TLR5 senses P. aeruginosa through flagellin in 293 cells. 293 cells were mock transfected or transfected with TLR2 or TLR5 DNA together with firefly and Renilla reporter genes as described in the legend to Fig. 1. Twenty-four hours after transfection, cells were incubated for 18 h with medium or 1, 10, or 100 CFU/cell of heat-killed PAK (A), PAK/fliC (B), or H. influenzae (C), and dual-luciferase assays were performed to measure induction of the luciferase activity in the cells. (D) Effect of PAK flagellin (1 μg/ml) or PAK/fliC mock flagellin preparation on TLR5 in 293 cells. The data are means ± standard errors for at least two independent experiments. Samples were compared to a control. One asterisk indicates that the P value is <0.05; two asterisks indicate that the P value is <0.001.
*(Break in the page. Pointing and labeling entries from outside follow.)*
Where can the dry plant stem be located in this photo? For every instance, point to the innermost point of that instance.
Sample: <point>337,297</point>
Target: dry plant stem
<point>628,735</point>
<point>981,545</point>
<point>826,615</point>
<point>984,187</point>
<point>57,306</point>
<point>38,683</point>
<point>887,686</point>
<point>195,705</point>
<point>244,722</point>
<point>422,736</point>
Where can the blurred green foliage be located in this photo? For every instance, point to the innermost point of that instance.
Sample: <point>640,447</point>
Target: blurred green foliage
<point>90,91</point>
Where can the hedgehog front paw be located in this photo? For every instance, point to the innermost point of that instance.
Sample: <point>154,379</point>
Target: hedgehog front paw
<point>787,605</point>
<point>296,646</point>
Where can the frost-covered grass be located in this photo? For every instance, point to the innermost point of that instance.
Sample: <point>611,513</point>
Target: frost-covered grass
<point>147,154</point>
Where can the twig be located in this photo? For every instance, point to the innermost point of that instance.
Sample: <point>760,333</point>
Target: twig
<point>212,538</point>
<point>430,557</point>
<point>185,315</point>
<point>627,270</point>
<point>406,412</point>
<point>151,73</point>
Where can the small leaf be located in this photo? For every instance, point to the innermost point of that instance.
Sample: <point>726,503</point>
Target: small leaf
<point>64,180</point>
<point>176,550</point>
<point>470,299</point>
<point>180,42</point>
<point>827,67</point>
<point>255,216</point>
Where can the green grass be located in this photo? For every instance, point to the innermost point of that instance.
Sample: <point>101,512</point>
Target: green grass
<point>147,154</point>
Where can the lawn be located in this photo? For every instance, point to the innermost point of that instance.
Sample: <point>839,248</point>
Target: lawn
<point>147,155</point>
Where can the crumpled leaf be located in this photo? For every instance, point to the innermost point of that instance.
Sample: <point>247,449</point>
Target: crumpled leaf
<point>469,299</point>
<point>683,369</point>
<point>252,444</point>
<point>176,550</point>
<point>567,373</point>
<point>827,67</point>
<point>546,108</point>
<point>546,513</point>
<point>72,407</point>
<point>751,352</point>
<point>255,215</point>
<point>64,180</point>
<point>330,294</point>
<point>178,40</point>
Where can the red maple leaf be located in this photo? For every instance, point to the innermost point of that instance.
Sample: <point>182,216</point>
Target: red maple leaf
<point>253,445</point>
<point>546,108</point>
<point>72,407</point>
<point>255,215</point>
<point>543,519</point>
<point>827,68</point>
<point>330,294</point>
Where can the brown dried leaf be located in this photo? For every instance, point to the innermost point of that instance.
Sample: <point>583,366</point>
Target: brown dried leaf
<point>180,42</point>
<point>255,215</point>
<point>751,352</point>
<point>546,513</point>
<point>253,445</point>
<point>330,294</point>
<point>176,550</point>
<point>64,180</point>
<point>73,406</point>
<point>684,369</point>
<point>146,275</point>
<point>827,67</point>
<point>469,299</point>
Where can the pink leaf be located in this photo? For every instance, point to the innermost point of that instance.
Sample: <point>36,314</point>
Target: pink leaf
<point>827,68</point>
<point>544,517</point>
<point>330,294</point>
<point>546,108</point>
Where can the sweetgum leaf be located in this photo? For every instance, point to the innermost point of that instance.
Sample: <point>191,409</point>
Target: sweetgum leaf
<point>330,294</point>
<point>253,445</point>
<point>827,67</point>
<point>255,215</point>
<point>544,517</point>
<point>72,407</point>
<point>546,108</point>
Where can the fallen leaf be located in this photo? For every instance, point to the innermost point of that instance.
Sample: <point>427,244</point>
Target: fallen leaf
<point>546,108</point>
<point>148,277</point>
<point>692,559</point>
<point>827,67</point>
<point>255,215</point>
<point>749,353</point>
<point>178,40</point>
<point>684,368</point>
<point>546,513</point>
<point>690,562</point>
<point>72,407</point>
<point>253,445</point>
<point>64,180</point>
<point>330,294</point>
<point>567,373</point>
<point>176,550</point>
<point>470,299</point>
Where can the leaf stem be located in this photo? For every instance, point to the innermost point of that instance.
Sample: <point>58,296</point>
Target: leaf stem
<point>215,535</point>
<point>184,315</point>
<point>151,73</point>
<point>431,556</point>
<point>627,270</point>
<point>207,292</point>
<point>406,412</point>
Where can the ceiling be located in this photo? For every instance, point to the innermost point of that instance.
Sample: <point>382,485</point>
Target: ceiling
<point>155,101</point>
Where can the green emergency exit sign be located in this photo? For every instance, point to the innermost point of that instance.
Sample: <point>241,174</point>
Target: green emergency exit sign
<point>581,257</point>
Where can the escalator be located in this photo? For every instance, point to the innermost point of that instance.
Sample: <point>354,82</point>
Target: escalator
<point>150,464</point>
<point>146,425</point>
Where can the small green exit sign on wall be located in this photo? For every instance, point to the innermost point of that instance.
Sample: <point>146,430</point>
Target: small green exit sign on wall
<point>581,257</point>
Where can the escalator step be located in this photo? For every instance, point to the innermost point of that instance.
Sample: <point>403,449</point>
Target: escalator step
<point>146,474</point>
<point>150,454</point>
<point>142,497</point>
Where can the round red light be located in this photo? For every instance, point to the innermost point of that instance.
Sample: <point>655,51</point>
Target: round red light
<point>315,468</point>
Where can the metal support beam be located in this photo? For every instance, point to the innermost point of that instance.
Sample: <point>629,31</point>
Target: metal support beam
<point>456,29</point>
We next used primary HAECs that were freshly isolated from a human lung to verify the screening results obtained with the 293 cell system, focusing on the role of human TLR5. Using specific primers, human TLR1, TLR2, TLR5, and TLR6 could be detected by RT-PCR in mRNA from HAECs (Fig. 3A). The results for human β-actin (587 bp) and a negative control (no primers) were the results that were predicted. Immunocytochemistry for HAECs with human TLR5 antibodies generated against either the TLR5 C terminus (C14) or the TLR5 N terminus (N15) showed positive staining, and the specific blocking peptide of C14 or N15, which resembled the corresponding TLR5 epitopes, completely blocked the staining (Fig. 3B). If the peptides were interchanged, the staining signal was not affected (data not shown). This experiment specifically identified the expression of TLR5 in HAECs. Immunohistology for cryosections of human trachea with TLR5 antibody further localized the expression of TLR5 to the apical surface of the airway epithelium (Fig. 3C). Furthermore, TLR5 did not colocalize with Mucin1, which is expressed in goblet cells of airway epithelium (Fig. 3C). This suggests that TLR5 localizes on the apical surface of pseudostratified ciliated epithelial cells lining the airway. Recently, TLR5 has been shown to be expressed on the basolateral surface of an in vitro culture of polarized epithelial cells (22, 30), and TLR2 has been shown to be expressed on the apical surface of both a polarized epithelial cell culture and human trachea epithelium (30, 45). The difference in TLR polarization could be due to differences in the human tissue from the cell line culture and/or different TLRs studied. An absence of immunostaining was observed when TLR5 antibody was replaced with a control nonimmune isotype-matched IgG and when TLR5 antibody was preabsorbed with excessive corresponding blocking peptide (data not shown).

FIG.3.

FIG.3.

TLR5 is expressed in HAECs and on the apical surface of human airway epithelium. (Upper panel) RT-PCR using TLR-specific primers was performed to test the expression of TLRs in total mRNA of HAECs. The samples were a human β-actin positive control (587 bp), a negative control (Neg.) in which primers were omitted from the reaction mixture, human TLR1 (615 bp), human TLR2 (612 bp), human TLR5 (600 bp), and human TLR6 (625 bp). (Middle panel) Expression of TLR5 in HAECs. HAECs cultured on glass slides were stained with human TLR5 antibodies generated against either the TLR5 C terminus (C14) or the TLR5 N terminus (N15). Specific blocking peptide (BP) of C14 or N15 was used to neutralize the staining, as described in Materials and Methods. The control shows staining after replacement of the primary antibody by an isotype-matched IgG. (Lower panel) Expression of TLR5 in airway epithelium. Cryosections of human trachea were blocked with 10% goat serum and stained with primary human TLR5 antibody (N15) and then FITC-labeled secondary antibodies. Images stained with N15 were obtained at low amplification (top left image) or high amplification (top middle image). The control (top right image) shows staining after antibodies were replaced by an isotype-matched IgG. Cryosections of human trachea were also stained with TLR5 N15 antibody (recognized by TRITC-labeled secondary antibody) (bottom left image), human Mucin1 antibody (recognized by FITC-labeled secondary antibody) (bottom middle image), and 4′,6′-diamidino-2-phenylindole (DAPI) at the same time. Sections were observed using a triple filter (bottom left image). Bars = 15 μm.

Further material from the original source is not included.